İkinci önemli nokta: Bu hükümet  başta Amerika, Nato ve Batılı devletlerin Suriye`ye muhtemel bir askeri müdahalesine umut bağlayarak Suriye yönetimi ile köprüleri çabucak yıktı. Ama evdeki hesap çarşıdakine uymadı. Şayet Erdoğan muhaliflere askeri destek sağlamamış olsaydı bugün sorunun çözümünde ve akan kanı durdurma konusunda etkin bir konumda olacaktı. Ne yazık ki bu fırsatlar yitirildi. Türkiye, Nato ve Amerika`yı Suriye`ye müdahale için kışkırtan riskli bir misyona kendini hapsetti. Oysa Nato ve ABD`nin kendi menfaatleri dışında bir iş yapmadıkları bilinen bir gerçek.

 Türkiye, Nato ve onun patronu ABD`ye bağımlı kaldığı sürece bağımsız ve etkin bir dış siyaset ortaya koyamaz. Artık bu hakikatin görülmesi ve gereğinin yapılması zamanının geldiğini düşünüyoruz. Halkının  % 98`i Müslüman olan bir ülke olan Türkiye`nin bir haçlı ittifakı olan Nato`da bulunma sebebi ne? Nato`nun şimdiye kadar Türkiye`ye zarar ve külfetten başka ne faydası dokundu?

 Obama`nın bile askeri müdahaleden çekindiği Suriye konusunda Erdoğan`ın ABD idaresini müdahaleye ikna etme çabasının da hüsran ile neticelendiğini gördük.
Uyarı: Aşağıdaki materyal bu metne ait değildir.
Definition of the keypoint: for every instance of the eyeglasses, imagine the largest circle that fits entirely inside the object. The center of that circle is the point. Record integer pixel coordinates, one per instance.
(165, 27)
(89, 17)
Erdoğan`ın Washington ziyaretinde Obama, Erdoğan`ı muhalefete yardım etmemesi konusunda da uyarmıştır muhakkak. Çünkü Amerika, Suriye`deki İslami Cephe`nin kazanımlarından hayli endişeli.

Evet, Esed gitmeli, ama Amerika ve Batılı güçlerin müdahalesiyle değil. Bu müdahalelerin Afganistan ve Irak`ı ne hallere soktuğu ortada iken AKP Hükümeti ve Başbakanın bunda ısrar etme mantığını anlayan var mı? Pakistan olma rolüne talip bir Erdoğan, gerçekten anlaşılır değildir.